Mass Media Promotes Democracy
The journalistic side of the twentieth century can be defined as the struggle for democracy and an independent media against propaganda and subservience to the state. That struggle culminated during the first half of this century in the seizure of the means of communication by the demagogues of the 1930s and 1940s -- Adolf Hitler and Josef Stalin -- and their Cold War reincarnation of the 1950s, Joseph McCarthy -- the ghost that still haunts U.S. journalism. (1) Modern journalism began around 1890 with the advent of a national system of communication and has had a pretty long run.
Describing Philadelphia on the eve of the Revolutionary War, Sam Bass Warner observed that gossip in the taverns provided Philadelphia's basic cells of community life.... Every ward of the city had its inns and taverns and the London Coffee House served as central communication node of the entire city.... Out of the meetings at the neighborhood tavern came much of the commonplace community development... essential to the governance of the city... And made it possible... To form effective committees of correspondence. (2)

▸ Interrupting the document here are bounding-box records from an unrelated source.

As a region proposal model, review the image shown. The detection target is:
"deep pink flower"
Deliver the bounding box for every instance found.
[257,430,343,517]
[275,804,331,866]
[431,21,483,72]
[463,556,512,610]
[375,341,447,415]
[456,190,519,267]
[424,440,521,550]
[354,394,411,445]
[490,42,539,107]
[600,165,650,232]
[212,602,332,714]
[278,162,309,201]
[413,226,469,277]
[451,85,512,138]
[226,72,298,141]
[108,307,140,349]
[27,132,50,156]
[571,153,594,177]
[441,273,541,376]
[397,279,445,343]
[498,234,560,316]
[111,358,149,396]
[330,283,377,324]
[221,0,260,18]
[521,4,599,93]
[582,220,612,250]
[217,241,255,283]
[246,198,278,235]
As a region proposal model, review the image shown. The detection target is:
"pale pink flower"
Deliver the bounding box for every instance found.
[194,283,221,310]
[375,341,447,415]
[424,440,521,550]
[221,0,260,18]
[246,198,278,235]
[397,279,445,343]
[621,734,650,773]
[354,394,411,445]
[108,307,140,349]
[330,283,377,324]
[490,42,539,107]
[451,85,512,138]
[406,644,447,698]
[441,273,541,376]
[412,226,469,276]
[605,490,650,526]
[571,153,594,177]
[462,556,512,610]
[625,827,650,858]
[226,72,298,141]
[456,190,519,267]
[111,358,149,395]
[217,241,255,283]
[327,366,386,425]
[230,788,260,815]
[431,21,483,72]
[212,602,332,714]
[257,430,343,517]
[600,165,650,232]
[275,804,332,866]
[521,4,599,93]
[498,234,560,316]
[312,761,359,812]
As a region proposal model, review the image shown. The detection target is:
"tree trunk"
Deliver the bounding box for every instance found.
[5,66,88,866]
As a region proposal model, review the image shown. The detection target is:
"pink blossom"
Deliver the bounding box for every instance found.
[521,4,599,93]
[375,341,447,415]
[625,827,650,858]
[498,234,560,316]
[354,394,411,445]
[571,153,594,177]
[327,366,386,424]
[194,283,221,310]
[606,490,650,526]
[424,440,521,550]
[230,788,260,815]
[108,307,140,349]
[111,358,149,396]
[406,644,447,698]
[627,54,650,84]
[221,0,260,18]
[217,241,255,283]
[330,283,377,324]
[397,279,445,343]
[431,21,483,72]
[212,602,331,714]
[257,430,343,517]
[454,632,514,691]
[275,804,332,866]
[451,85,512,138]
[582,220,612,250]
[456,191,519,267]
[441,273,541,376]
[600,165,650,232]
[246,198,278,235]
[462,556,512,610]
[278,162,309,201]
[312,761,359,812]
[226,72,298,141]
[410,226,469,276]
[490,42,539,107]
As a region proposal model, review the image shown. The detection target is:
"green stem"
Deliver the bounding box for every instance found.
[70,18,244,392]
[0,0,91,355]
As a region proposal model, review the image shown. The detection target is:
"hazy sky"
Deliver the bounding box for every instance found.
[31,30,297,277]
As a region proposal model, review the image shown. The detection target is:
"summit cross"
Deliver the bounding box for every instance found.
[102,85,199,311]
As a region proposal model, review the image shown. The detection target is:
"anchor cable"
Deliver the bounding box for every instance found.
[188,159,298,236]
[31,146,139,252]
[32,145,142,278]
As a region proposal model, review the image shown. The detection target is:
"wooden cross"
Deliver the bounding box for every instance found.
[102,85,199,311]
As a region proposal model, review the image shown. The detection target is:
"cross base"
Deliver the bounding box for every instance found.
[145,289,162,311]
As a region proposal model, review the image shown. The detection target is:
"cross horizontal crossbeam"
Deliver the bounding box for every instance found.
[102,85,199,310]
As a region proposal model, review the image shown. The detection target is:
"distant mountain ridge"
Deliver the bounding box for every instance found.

The public remains the implicit term of the First Amendment. It is the God term -- the worshipped concept -- of liberal society and the press. Without the public, neither the press nor democracy makes any sense. Today, however, this original conception of a public of discussion and disputation, independent of both the press and the state, has been abandoned. Public opinion, for example, no longer refers to opinions expressed in public and then recorded in the press. Public opinion is now formed by the press and modeled by the public opinion industry, polling and interest groups. (3)
Public life stands for a form of politics in which, in Jefferson's phrase, "We could all be participants in the government of our affairs."(4) Political equality, in its most primitive mode -- to borrow and twist some lines from Bruce Smith -- simply means the right to be seen and heard, or to have a public life. (4) Therefore, the object of politics remains the desire to restore what Alexis de Tocqueville called the "little republics within the frame of the larger republic," and to create a palpable public to which each citizen can belong. (4)
The transition from the original understanding of the press, the public and politics to journalism in the modem era was long and twisted. Throughout the nineteenth century, the public sphere divided into regional and class-based conflicting factions, organized around political parties and a partisan press. Journalism became an organ of such parties or ideologically aligned with political parties. Journalism began to express and reflect a bifurcated public sphere, as individuals joined politics through parties and the press.
The first national and first mass audience -- open to all. Modem communications media allowed individuals in nations as large as the United States to be linked, for the first time, directly to the "imaginary community of the nation," without the mediating influence of regional and other local affiliations. (5) The modern period culminated in the network era of television, when the entire nation seemed to be assembled in front of the three commercial networks -- CBS, ABC and NBC -- especially on the high holy days of politics, such as those surrounding the Kennedy assassination or the quadrennial political conventions. (6)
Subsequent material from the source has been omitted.